The crime, however, wasn't reason enough for Johnson, the prosecution's expert, who went against the state and recommended that, based on their psychological profiles, Evan and Jake should remain in the juvenile system. This way, if the boys were found guilty, they'd get treatment until their release at 21.

If the boys are found guilty, and they targeted a child who was a little bit different, then why wouldn't Johnson want to lock them away for as long as possible?

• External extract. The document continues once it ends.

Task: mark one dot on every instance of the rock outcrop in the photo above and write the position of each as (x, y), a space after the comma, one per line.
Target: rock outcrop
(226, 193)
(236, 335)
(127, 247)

"That's obviously not my job to decide. But I do think that we need to decide as a society what we're going to do. Are there ever occasions where kids can make a mistake and be given another chance? Is there ever a violent crime where a child can learn from it? Profit from experience and treatment, and still lead a productive life?" asks Johnson.

"There's reason to believe that the answer is yes to all those questions. And my opinion was, these kids had a chance to make it. A really good chance of making it in the juvenile system."

Last year, when the judge ruled that Evan and Jake would be tried as adults, he said that, if guilty, rehabilitation in the juvenile system seemed unlikely, and the public should be protected.

Have the boys added up the years they may end up spending behind bars? "Well, my lawyer told me it could be 30-35 years," says Evan.

How old would they be then, when they got out of jail? "48," says Jake, who can't imagine being that age. "My dad's not even that old."

Since the boys have no prior convictions, their sentence would likely be 20-26 years, if they are found guilty in adult court. This spring, they ran out of appeals. Their case will remain in adult court.

"There are people who think – as young as you are – you definitely should not be tried as an adult," Mabrey tells Evan. "What do you say?"

"I would give an honest opinion. If a person any age could commit that kind of crime, then I'm almost positive, I think they should be charged as an adult. But since I know I didn't, so I shouldn't," says Evan.

"…Anyone who is able to commit murder has to be a little odd in the head, I guess you could say, like [Ted] Bundy, the serial killer. Yeah. He's a little odd. I know this is only one person and one person isn't a serial killer. But still, anyone can do it once, they can do it again. And I think they should be locked up for as long as they could."

A few weeks ago, Jake Eakin changed his story. He pleaded guilty to second-degree murder by complicity and agreed to testify that Evan Savoie killed Craig Sorger when Savoie goes to trial in November. Eakin was sentenced to 14 years in prison.